Sen. Bill Cassidy says Louisiana's maternal mortality rate isn't bad if you don't count Black people
You’ll be heartened to learn that we’ve got a great country if you don’t count the plight of oppressed people or the negligence, viciousness, ignorance, and greed of the people in power. Other than that, we’re just like Denmark, only with lots more Old Country Buffets!
That’s not to say the U.S. isn’t a great country. It is. We just lose our way sometimes—and right about now I’m reminded of the soldier in the opening scene of Saving Private Ryan who stumbles around in abject confusion looking for his severed arm on the beach.
In a recent interview with Politico, Louisiana Sen. Bill Cassidy attempted to deflect attention from his state’s abysmal maternal mortality rate by blaming Black people for the barriers and systemic issues that have led to, well, high mortality rates among Black mothers.
Sen. Bill Cassidy (R-La.) said Louisiana’s maternal mortality rate — one of the worst in the nation — does not tell the whole story of maternal health in the state because of its large Black population and the uncommonly broad definition Louisiana uses.
“About a third of our population is African American; African Americans have a higher incidence of maternal mortality. So, if you correct our population for race, we’re not as much of an outlier as it’d otherwise appear,” Sen. Bill Cassidy said in an interview with POLITICO for the Harvard Chan School of Public Health series Public Health on the Brink. “Now, I say that not to minimize the issue but to focus the issue as to where it would be. For whatever reason, people of color have a higher incidence of maternal mortality.”
For whatever reason? Hmm, what might those reasons be? Because Sen. Cassidy appears to believe it’s a big fucking mystery.
Well, for one thing, there are the socioeconomic disparities that greatly affect access to prenatal health care and health care in general, especially in this country. These disparities contribute immensely to worse outcomes. And the key driver of these disparities is—you guessed it—Republican politicians like Bill Cassidy.
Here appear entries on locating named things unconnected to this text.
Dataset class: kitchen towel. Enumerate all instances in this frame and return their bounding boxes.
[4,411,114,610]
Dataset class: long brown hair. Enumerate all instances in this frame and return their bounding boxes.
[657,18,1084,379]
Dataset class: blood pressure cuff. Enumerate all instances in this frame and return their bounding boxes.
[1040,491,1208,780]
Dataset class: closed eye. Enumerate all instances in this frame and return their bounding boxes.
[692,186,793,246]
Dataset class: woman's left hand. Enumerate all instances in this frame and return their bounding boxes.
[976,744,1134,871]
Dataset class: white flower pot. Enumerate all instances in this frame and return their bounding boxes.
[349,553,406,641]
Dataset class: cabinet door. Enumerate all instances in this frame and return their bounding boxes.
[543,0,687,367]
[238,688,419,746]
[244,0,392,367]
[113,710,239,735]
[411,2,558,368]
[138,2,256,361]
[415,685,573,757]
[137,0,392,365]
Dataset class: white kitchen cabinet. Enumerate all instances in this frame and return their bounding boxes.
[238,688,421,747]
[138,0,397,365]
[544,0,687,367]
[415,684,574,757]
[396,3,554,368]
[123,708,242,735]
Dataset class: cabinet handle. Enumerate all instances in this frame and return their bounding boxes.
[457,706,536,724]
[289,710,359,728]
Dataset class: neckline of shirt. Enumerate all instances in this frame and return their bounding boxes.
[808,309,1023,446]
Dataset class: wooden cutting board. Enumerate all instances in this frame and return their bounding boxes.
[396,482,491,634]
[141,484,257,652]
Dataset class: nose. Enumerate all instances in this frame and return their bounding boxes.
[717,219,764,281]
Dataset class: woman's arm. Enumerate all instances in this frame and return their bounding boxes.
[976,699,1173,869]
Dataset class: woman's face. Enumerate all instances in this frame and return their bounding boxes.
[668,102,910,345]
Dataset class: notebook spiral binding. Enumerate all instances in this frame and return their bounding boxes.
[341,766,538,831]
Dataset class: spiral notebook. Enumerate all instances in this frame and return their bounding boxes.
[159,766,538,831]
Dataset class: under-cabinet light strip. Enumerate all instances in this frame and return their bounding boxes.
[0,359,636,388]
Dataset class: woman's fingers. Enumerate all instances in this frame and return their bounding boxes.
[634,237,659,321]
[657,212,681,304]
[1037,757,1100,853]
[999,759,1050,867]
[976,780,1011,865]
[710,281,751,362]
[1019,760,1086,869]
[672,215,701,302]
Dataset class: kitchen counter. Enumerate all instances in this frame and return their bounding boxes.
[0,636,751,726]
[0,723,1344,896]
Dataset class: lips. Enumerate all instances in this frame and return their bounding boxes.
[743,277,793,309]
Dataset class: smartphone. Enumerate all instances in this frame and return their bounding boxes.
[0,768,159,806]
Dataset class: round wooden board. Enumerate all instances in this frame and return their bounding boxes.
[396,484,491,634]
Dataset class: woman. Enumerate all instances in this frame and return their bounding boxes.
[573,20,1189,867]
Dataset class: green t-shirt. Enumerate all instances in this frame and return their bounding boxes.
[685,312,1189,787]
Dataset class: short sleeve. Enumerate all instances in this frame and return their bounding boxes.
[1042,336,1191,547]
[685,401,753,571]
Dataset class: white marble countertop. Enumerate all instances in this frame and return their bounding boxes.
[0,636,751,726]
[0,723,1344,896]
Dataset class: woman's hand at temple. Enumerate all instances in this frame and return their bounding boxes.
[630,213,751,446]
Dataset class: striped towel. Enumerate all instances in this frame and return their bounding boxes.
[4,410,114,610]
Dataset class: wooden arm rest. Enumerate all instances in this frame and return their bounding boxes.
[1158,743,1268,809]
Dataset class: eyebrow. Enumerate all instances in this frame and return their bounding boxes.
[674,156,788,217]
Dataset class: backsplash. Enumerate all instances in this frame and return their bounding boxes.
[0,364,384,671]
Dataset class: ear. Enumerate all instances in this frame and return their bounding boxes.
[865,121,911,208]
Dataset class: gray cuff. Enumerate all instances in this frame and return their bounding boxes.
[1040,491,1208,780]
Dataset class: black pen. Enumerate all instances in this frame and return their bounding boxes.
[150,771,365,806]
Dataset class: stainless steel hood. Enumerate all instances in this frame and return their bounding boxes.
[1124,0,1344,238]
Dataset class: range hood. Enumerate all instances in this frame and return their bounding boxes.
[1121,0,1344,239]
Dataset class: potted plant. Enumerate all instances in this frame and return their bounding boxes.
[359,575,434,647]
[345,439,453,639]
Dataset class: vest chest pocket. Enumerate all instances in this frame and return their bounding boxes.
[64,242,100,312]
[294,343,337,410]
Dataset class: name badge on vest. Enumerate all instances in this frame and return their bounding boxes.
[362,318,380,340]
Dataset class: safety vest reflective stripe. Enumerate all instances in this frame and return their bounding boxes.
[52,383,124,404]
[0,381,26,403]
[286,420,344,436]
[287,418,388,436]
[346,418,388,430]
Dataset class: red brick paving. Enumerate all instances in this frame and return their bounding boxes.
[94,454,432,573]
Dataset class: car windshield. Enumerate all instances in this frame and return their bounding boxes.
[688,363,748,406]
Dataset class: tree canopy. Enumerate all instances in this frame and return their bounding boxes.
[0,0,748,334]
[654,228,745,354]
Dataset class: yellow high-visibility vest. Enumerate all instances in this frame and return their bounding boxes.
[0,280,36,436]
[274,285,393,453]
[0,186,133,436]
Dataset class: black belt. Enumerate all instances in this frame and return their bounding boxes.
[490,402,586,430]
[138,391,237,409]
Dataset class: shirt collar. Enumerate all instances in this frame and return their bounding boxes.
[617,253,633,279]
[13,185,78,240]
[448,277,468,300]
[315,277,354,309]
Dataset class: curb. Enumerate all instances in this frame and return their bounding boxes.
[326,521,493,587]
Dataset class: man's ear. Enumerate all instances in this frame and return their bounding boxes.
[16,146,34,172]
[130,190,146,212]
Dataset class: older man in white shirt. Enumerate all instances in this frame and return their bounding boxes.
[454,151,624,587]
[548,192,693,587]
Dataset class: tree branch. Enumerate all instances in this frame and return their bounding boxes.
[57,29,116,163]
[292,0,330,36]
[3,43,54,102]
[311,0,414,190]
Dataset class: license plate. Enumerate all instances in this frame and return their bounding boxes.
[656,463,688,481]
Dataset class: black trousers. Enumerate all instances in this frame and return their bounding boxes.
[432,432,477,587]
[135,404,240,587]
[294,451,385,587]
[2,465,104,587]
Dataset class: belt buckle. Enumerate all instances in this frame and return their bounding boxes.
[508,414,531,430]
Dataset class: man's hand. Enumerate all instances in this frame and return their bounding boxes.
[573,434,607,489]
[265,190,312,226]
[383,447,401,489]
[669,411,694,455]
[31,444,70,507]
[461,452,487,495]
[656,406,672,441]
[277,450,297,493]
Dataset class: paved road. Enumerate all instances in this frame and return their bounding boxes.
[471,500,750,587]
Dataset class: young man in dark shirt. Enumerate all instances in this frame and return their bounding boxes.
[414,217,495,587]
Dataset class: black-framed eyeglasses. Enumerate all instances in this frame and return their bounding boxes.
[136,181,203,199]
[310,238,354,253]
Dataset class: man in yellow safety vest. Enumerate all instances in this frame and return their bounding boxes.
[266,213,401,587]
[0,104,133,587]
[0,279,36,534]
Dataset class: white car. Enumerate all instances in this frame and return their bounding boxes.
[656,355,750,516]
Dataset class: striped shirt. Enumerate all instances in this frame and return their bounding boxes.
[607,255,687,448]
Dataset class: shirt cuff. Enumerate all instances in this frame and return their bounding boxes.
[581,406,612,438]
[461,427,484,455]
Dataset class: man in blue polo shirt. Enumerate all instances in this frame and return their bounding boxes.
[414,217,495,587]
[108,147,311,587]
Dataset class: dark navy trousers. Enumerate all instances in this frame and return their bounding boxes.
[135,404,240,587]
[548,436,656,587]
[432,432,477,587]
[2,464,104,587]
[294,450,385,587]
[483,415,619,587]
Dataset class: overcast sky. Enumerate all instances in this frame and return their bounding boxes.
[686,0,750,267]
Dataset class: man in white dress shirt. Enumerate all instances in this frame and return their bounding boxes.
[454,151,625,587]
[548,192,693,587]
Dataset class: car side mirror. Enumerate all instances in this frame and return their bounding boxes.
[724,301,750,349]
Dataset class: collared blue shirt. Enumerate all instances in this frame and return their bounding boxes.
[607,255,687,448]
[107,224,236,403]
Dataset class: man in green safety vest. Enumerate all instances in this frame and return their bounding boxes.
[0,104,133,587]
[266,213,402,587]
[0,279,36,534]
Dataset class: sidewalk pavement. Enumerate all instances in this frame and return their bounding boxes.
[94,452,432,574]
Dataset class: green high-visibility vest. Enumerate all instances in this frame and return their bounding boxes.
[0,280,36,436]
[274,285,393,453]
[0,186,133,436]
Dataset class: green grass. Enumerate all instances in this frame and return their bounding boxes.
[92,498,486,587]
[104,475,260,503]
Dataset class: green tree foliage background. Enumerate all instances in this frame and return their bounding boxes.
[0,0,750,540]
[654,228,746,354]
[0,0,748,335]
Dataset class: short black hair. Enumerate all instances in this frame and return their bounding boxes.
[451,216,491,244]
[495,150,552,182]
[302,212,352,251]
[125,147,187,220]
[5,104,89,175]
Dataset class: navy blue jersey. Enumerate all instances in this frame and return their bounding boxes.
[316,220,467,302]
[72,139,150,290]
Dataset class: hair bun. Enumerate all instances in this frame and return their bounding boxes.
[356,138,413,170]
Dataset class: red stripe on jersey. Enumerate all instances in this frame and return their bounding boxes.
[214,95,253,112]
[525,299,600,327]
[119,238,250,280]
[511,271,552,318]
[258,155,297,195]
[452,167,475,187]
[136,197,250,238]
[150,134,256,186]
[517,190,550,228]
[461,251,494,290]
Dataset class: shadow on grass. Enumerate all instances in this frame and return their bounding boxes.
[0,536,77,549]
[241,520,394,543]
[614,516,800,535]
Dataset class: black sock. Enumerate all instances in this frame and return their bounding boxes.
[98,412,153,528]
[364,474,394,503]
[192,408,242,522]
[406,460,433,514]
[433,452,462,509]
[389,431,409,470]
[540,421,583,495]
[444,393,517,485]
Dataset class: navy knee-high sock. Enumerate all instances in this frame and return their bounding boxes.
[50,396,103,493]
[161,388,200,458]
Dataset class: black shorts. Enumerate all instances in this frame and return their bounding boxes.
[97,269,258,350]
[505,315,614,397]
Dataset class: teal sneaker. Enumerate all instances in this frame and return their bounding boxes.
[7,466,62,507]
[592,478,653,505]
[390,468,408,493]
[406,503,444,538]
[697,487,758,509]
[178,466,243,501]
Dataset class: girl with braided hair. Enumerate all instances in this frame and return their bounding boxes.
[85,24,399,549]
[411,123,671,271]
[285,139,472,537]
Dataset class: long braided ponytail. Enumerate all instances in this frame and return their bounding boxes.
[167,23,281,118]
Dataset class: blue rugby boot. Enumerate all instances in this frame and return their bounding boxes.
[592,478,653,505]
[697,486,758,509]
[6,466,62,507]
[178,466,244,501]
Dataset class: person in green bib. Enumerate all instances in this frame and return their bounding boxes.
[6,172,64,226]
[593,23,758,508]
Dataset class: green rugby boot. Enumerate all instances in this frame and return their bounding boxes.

Michelle Williams, the dean of Harvard’s School of Public Health, laid out numerous reasons for these terrible outcomes in response to Cassidy’s deliberately obtuse jibber-jabber. And those causes go well beyond a simple lack of access to proper care:
Another well-documented driver of disparities: During childbirth and recovery, as in other aspects of medical care, Black women have far too often been dismissed as complainers when they seek help for symptoms that can presage serious complications, such as shortness of breath or swelling legs. It happened even to Serena Williams.
Researchers have also begun to document the pernicious “weathering” effects of chronic stress among people of color. This stress, often stemming from both structural racism and individual acts of discrimination, has a corrosive effect on health over time and can affect multiple body systems, even in relatively young and otherwise healthy women. Pregnancy can magnify the impacts of weathering and lead to serious complications.
Of course, Cassidy’s “reasoning” is pretty noxious if you stop to think about what he’s saying—to white people, that is: “Hey, don't worry about it. You’re doing just fine.”
We have a crisis in maternal mortality in this country, and it’s a crisis of terrifying proportions for women of color. This is not a moment to quibble about how states are ranked. It’s not a moment to correct for race. It’s a moment to step up and declare that our rate of maternal mortality in the United States is shameful and unacceptable. It’s a moment to assert that Louisiana—precisely because it has such a large population of Black women—must seize a leadership role in making pregnancy and childbirth safer for all.
Of course, delving into the real reasons for these widely divergent outcomes is hard—which is why Cassidy seems content to simply throw up his hands and say “whatevs.” But while these problems may seem intractable, that perception only exists because we’ve spent so many years shrugging our shoulders and ignoring our history. So let’s ignore it even harder, shall we?
Fortunately, not everyone in Louisiana is as benighted as Cassidy.
Veronica Gillispie-Bell, the medical director of Louisiana’s Perinatal Quality Collaborative and Pregnancy Associated Mortality Review, noted that “race is a social construct, it is not a biological condition,” and poorer outcomes are always going to come down to racism whether we want to admit it or not.
“There’s two things that are always going to drive the disparities. It’s going to be systemic racism — the historical processes and policies that have been put in place that disenfranchise Black and brown people — and then the other part of that is going to be implicit bias,” said Gillispie-Bell. “Black and brown individuals don’t always get the same quality of health care in the health care system as their white counterparts.”